Hi, I utilize Lux.jl implemented the input convex neural network, but it doesn’t show positive eigenvalues at origin. Below is the working example. Any comment is appreciated.
using Lux
using Random
using LinearAlgebra
using ForwardDiff
function huber_nonneg(x)
    return @. ifelse(abs(x) < 1.0, 0.5 * x^2, abs(x) - 0.5)
end
"""
    ICNNLayer
Input Convex Neural Network layer with two weight matrices:
- W_z: non-negative weights from previous layer (enforces convexity)
- W_x: unconstrained weights for input passthrough
"""
struct ICNNLayer{T, F} <: Lux.AbstractLuxLayer
    in_dims::Int
    hidden_dims::Int
    out_dims::Int
    activation::F
    use_bias::Bool
end
function ICNNLayer(in_dims::Int, hidden_dims::Int, out_dims::Int, 
                   activation=softplus; use_bias=true, T::Type=Float64)

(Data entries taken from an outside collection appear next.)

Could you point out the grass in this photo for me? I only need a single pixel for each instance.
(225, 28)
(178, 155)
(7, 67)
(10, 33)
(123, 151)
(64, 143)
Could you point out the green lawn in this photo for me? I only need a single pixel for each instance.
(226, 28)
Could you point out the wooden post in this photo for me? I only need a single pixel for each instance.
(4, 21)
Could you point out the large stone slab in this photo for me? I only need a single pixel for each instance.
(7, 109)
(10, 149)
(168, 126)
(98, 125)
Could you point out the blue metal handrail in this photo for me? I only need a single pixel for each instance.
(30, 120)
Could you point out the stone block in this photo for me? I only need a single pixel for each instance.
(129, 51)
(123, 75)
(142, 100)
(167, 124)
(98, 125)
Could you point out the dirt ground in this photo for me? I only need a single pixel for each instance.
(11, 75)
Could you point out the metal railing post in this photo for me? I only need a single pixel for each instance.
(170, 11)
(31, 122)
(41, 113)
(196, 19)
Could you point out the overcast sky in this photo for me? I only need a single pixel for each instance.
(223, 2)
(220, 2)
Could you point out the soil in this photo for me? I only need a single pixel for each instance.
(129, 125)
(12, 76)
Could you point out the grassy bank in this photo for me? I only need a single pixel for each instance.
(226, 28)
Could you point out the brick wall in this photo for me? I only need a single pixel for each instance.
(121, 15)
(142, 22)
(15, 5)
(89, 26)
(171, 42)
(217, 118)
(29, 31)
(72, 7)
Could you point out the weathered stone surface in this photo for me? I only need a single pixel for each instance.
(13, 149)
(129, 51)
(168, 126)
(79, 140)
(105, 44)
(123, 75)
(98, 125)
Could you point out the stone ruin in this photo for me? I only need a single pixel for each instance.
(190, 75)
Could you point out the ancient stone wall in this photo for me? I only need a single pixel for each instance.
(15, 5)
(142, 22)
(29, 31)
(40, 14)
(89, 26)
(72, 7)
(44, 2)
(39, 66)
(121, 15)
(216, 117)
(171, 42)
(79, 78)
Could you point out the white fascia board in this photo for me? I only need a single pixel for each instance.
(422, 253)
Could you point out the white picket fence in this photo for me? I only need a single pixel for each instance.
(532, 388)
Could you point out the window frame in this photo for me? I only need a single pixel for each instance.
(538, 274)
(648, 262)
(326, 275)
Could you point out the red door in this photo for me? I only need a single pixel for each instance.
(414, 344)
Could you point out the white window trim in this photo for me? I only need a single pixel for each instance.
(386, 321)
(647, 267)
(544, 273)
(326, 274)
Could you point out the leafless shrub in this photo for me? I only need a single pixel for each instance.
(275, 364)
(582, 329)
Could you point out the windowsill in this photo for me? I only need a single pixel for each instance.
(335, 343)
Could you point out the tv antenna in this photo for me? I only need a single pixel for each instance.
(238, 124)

    return ICNNLayer{T, typeof(activation)}(in_dims, hidden_dims, out_dims, activation, use_bias)
end
function Lux.initialparameters(rng::AbstractRNG, layer::ICNNLayer{T,F}) where {T,F}
    W_z = rand(rng, T, layer.out_dims, layer.hidden_dims)
    W_x = randn(rng, T, layer.out_dims, layer.in_dims)
    
    if layer.use_bias
        bias = zeros(T, layer.out_dims)
        return (W_z=W_z, W_x=W_x, bias=bias)
    else
        return (W_z=W_z, W_x=W_x)
    end
end
Lux.initialstates(rng::AbstractRNG, ::ICNNLayer) = NamedTuple()

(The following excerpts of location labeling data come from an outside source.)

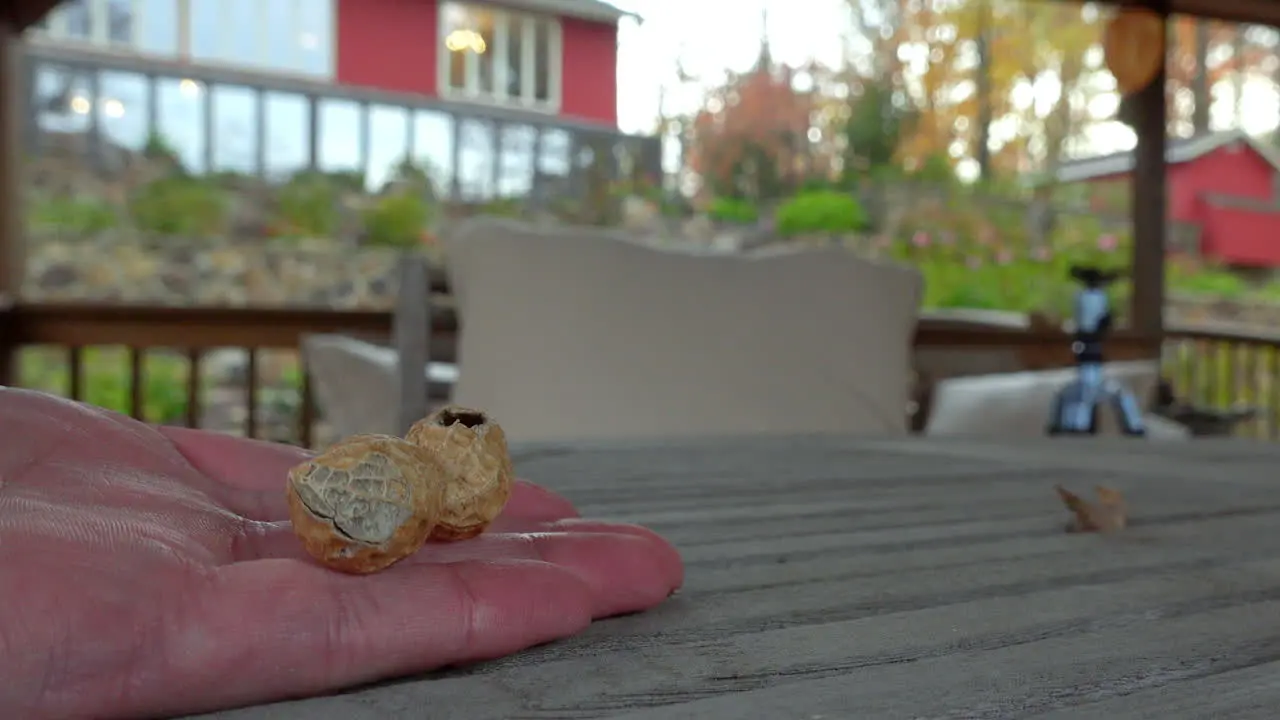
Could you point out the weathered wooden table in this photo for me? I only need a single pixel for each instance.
(904, 579)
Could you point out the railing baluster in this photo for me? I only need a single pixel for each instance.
(1272, 405)
(307, 409)
(251, 393)
(137, 390)
(1251, 384)
(76, 372)
(193, 386)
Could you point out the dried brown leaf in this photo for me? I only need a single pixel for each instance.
(1107, 514)
(472, 449)
(366, 502)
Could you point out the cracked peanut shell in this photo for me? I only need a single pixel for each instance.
(472, 447)
(366, 502)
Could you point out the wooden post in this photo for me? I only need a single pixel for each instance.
(13, 100)
(411, 335)
(1148, 204)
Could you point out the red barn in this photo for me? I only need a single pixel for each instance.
(551, 55)
(1225, 183)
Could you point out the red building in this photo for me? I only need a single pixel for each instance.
(498, 98)
(1225, 183)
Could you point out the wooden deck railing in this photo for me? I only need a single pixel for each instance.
(1215, 370)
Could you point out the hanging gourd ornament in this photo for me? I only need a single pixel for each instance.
(1134, 48)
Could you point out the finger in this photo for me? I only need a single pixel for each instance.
(275, 629)
(626, 570)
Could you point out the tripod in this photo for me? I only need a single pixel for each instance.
(1078, 406)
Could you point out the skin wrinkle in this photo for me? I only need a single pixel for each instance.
(149, 588)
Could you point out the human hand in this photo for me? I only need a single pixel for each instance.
(152, 572)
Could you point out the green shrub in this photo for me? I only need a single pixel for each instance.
(397, 220)
(307, 206)
(105, 378)
(821, 212)
(181, 206)
(734, 210)
(72, 215)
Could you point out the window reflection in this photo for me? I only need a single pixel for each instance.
(234, 132)
(475, 158)
(516, 169)
(288, 135)
(119, 22)
(122, 109)
(158, 26)
(339, 136)
(433, 147)
(181, 121)
(63, 100)
(388, 144)
(553, 158)
(76, 18)
(314, 36)
(242, 32)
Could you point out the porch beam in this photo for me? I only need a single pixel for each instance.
(12, 238)
(1148, 204)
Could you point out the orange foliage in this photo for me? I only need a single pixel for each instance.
(759, 109)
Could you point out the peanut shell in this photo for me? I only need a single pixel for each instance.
(472, 447)
(366, 502)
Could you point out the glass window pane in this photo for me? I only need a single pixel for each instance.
(516, 169)
(181, 121)
(433, 147)
(314, 36)
(63, 100)
(516, 26)
(475, 156)
(288, 135)
(205, 27)
(553, 156)
(484, 24)
(123, 109)
(543, 62)
(339, 136)
(119, 22)
(388, 144)
(234, 133)
(158, 27)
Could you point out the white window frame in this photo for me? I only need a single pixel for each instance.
(529, 46)
(55, 33)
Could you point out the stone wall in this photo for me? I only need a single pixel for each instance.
(216, 272)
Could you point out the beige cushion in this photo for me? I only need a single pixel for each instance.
(570, 333)
(356, 383)
(1018, 404)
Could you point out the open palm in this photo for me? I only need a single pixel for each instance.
(152, 570)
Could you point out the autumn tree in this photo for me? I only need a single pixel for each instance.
(752, 139)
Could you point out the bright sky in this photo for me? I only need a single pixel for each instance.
(712, 36)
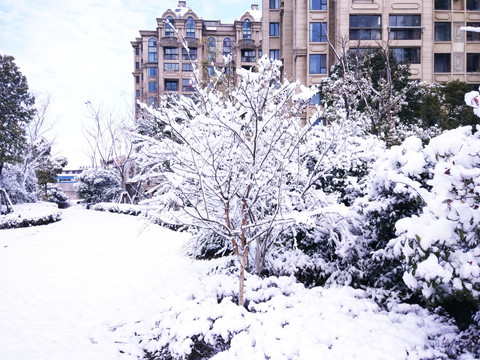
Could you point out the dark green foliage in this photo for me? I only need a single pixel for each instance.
(16, 111)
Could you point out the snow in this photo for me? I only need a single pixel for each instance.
(95, 282)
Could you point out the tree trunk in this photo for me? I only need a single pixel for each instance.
(242, 276)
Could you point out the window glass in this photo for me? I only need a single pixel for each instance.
(170, 53)
(442, 62)
(192, 56)
(318, 64)
(318, 4)
(247, 29)
(274, 29)
(443, 4)
(153, 86)
(473, 62)
(152, 50)
(169, 24)
(190, 24)
(275, 54)
(410, 55)
(405, 27)
(443, 31)
(171, 85)
(365, 27)
(152, 72)
(318, 32)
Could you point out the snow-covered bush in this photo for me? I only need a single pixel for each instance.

function Lux.parameterlength(layer::ICNNLayer)
    n = layer.out_dims * layer.hidden_dims + layer.out_dims * layer.in_dims
    return layer.use_bias ? n + layer.out_dims : n
end
Lux.statelength(::ICNNLayer) = 0
function (layer::ICNNLayer{T,F})((x, z)::Tuple, ps, st) where {T,F}
    y = ps.W_z * z + ps.W_x * x
    
    if layer.use_bias
        y = y .+ ps.bias
    end
    
    return layer.activation.(y), st
end
"""
    ICNNFirstLayer
First layer of ICNN (no previous hidden layer)
"""
struct ICNNFirstLayer{T,F} <: Lux.AbstractLuxLayer
    in_dims::Int
    out_dims::Int
    activation::F
    use_bias::Bool
end
function ICNNFirstLayer(in_dims::Int, out_dims::Int, 
                        activation=softplus; use_bias=true, T::Type=Float64)
    return ICNNFirstLayer{T, typeof(activation)}(in_dims, out_dims, activation, use_bias)
end
function Lux.initialparameters(rng::AbstractRNG, layer::ICNNFirstLayer{T,F}) where {T,F}
    weight = randn(rng, T, layer.out_dims, layer.in_dims)
    
    if layer.use_bias
        bias = zeros(T, layer.out_dims)
        return (weight=weight, bias=bias)
    else
        return (weight=weight,)
    end
end
Lux.initialstates(rng::AbstractRNG, ::ICNNFirstLayer) = NamedTuple()
function Lux.parameterlength(layer::ICNNFirstLayer)
    n = layer.out_dims * layer.in_dims
    return layer.use_bias ? n + layer.out_dims : n
end
Lux.statelength(::ICNNFirstLayer) = 0
function (layer::ICNNFirstLayer{T,F})(x, ps, st) where {T,F}
    y = ps.weight * x
    
    if layer.use_bias
        y = y .+ ps.bias
    end
    
    return layer.activation.(y), st
end
"""
    FinalICNNLayer
Final output layer of ICNN with optional quadratic terms
"""
struct FinalICNNLayer{T, F} <: Lux.AbstractLuxLayer
    in_dims::Int
    hidden_dims::Int
    out_dims::Int
    activation::F
    use_bias::Bool
    use_quadratic::Bool
end
function FinalICNNLayer(in_dims::Int, hidden_dims::Int, out_dims::Int=1,
                        activation=identity; use_bias=false, use_quadratic=false, T::Type=Float64)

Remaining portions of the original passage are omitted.